I have implemented combinatorial GLR parsers. Among them there are:
char(·)
parser which consumes specified character or range of characters.many(·)
combinator which repeats specified parser from zero to infinite times.
Example: "char('a').many()"
will match a string with any number of "a"
-s.
But many(·)
combinator is greedy, so, for example, char('{') >> char('{') >> char('a'..'z').many() >> char('}') >> char('}')
(where ">>"
is sequential chaining of parsers) will successfully consume the whole "{{foo}}some{{bar}}"
string.
I want to implement the lazy version of many(·)

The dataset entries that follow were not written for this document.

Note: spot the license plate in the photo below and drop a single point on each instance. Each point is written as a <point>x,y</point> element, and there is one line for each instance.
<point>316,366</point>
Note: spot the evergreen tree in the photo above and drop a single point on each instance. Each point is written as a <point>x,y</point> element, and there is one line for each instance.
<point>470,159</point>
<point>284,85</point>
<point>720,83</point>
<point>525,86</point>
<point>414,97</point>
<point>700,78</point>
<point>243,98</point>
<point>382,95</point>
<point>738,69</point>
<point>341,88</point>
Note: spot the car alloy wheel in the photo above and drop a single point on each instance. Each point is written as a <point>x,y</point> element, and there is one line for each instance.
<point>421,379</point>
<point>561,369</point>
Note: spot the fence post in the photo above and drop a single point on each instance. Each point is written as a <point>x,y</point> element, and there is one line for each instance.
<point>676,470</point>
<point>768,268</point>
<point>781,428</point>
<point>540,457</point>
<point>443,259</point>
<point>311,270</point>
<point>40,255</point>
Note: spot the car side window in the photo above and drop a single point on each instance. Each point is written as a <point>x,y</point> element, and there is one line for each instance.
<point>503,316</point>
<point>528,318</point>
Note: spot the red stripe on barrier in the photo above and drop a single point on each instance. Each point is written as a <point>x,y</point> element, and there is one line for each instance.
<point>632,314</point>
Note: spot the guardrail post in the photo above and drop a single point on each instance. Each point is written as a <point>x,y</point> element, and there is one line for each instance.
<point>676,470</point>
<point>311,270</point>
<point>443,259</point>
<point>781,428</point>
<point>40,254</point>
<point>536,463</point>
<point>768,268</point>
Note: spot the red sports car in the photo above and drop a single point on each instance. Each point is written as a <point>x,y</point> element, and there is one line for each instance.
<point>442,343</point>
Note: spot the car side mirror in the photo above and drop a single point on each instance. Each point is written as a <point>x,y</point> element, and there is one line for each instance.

which, being used in previous example, will consume "{{foo}}"
only. How can I do that?
Edit:
May be I confused ya all. In my program a parser is a function (or "functor" in terms of C++) which accepts a "step" and returns forest of "steps". A "step" may be of OK type (that means that parser has consumed part of input successfully) and FAIL type (that means the parser has encountered error). There are more types of steps but they are auxiliary.
Parser = f(Step) -> Collection of TreeNodes of Steps.
So when I parse input, I:
Compose simple predefined Parser functions to get complex Parser function representing required grammar.
Form initial Step from the input.
Give the initial Step to the complex Parser function.
Filter TreeNodes with Steps, leaving only OK ones (or with minimum FAIL-s if there were errors in input).
Gather information from Steps which were left.